The hospice movement has engendered a multi-disciplinary team (MDT) approach to the delivery of palliative care and the evolvement of the Palliative Care Clinical Nurse Specialist (PCCNS). Advancements in palliative care and better symptom management have seen a change in the PCCNS role so that patients and carers are now often seen from diagnosis to post bereavement. It is ever more essential that PCCNSs are skilled in co-ordinating and communicating with the MDT, patients and families.
With this in mind in 2008 a review of the islands PCCNS service was carried out to identify any gaps in the service; explore user's perceptions and expectations; consider the team leader role and produce recommendations to service development.
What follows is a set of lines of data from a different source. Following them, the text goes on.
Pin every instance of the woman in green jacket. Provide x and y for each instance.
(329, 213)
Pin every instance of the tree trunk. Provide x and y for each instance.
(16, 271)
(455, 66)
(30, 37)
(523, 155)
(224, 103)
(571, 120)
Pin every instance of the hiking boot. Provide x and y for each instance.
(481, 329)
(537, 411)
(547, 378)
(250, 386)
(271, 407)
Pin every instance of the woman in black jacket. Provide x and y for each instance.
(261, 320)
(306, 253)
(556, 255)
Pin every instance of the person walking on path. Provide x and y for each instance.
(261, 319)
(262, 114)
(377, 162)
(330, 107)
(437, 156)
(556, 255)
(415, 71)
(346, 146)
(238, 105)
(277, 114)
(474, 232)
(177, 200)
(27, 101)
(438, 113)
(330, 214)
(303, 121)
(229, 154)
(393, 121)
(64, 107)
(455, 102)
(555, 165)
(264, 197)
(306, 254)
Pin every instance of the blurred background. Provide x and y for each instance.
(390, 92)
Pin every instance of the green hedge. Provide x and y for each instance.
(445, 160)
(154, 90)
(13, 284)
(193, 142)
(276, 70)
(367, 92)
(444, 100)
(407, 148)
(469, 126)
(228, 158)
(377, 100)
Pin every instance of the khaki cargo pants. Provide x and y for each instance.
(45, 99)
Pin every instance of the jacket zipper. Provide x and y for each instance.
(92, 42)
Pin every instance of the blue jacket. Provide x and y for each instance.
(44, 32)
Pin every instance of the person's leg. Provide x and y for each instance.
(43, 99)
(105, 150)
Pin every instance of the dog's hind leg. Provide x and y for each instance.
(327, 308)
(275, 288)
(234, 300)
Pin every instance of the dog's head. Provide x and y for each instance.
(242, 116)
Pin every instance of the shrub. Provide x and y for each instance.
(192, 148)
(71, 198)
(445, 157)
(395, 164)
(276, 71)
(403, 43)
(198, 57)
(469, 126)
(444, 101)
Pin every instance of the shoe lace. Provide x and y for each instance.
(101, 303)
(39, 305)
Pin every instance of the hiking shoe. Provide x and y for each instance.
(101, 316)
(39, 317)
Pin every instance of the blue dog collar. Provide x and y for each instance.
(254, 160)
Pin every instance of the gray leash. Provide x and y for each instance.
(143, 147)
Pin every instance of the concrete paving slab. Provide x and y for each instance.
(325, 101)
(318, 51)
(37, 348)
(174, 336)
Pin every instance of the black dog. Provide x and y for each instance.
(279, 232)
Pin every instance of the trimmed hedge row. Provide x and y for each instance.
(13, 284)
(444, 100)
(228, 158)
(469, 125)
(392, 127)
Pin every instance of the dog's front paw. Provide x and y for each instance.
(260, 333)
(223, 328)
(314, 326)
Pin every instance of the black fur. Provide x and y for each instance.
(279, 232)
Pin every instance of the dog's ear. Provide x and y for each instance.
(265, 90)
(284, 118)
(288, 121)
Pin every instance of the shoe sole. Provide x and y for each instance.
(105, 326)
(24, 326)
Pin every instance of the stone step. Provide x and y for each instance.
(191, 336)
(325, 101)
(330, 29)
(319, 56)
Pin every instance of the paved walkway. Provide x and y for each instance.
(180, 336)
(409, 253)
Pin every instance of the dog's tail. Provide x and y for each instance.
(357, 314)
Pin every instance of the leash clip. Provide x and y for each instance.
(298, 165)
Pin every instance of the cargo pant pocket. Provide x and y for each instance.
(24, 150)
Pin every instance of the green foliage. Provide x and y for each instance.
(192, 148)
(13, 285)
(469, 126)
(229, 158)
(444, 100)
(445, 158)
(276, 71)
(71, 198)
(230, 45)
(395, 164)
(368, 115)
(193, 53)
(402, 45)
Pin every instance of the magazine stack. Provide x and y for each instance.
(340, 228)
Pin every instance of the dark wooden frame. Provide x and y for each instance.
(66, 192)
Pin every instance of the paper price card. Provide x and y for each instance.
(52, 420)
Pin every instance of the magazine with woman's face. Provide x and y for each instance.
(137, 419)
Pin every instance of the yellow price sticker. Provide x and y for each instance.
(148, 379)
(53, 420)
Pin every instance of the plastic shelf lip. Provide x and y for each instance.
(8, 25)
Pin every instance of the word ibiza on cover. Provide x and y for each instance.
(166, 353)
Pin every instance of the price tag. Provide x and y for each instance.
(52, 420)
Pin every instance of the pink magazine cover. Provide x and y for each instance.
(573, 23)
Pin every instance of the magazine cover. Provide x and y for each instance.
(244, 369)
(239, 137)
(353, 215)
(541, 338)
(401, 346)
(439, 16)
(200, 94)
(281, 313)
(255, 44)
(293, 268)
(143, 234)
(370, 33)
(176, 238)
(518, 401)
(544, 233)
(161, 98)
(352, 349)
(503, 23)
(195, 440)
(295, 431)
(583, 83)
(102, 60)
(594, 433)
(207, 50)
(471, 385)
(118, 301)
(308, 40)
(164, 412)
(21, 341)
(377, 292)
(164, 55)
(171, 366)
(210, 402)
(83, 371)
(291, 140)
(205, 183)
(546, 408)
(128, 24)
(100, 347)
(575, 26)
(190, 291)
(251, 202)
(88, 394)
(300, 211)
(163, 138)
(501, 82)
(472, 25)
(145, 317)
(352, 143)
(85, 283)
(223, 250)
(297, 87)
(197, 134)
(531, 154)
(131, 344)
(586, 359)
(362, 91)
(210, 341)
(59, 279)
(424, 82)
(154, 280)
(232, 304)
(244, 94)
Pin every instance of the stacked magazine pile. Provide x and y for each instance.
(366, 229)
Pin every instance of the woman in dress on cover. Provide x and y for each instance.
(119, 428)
At the time, four community PCCNSs were attached to GP surgeries within a geographical area, while two PCCNSs provided a service to the local hospitals. The comprehensive review confirmed that the service was valued by patients and health professionals on the island, but highlighted that more time was needed for the team leader to provide leadership, supervision and planning and for the PCCNSs to embrace education, audit and consultancy work.
It was felt that an integrated nursing approach (where the PCCNSs followed their patients both in hospital and the community) would eliminate duplication of effort in gathering information and relationship building, thereby releasing time for other duties and improving communication. Caseloads were redistributed and a 6 month pilot was initiated.
Service users and the PCCNSs were canvassed at the end of the pilot. The general feedback was that the patient experience was better and that communication and the PCCNSs job satisfaction had improved. The team elected to continue working in this new way therefore enhancing the patient and family experience and providing a seamless service.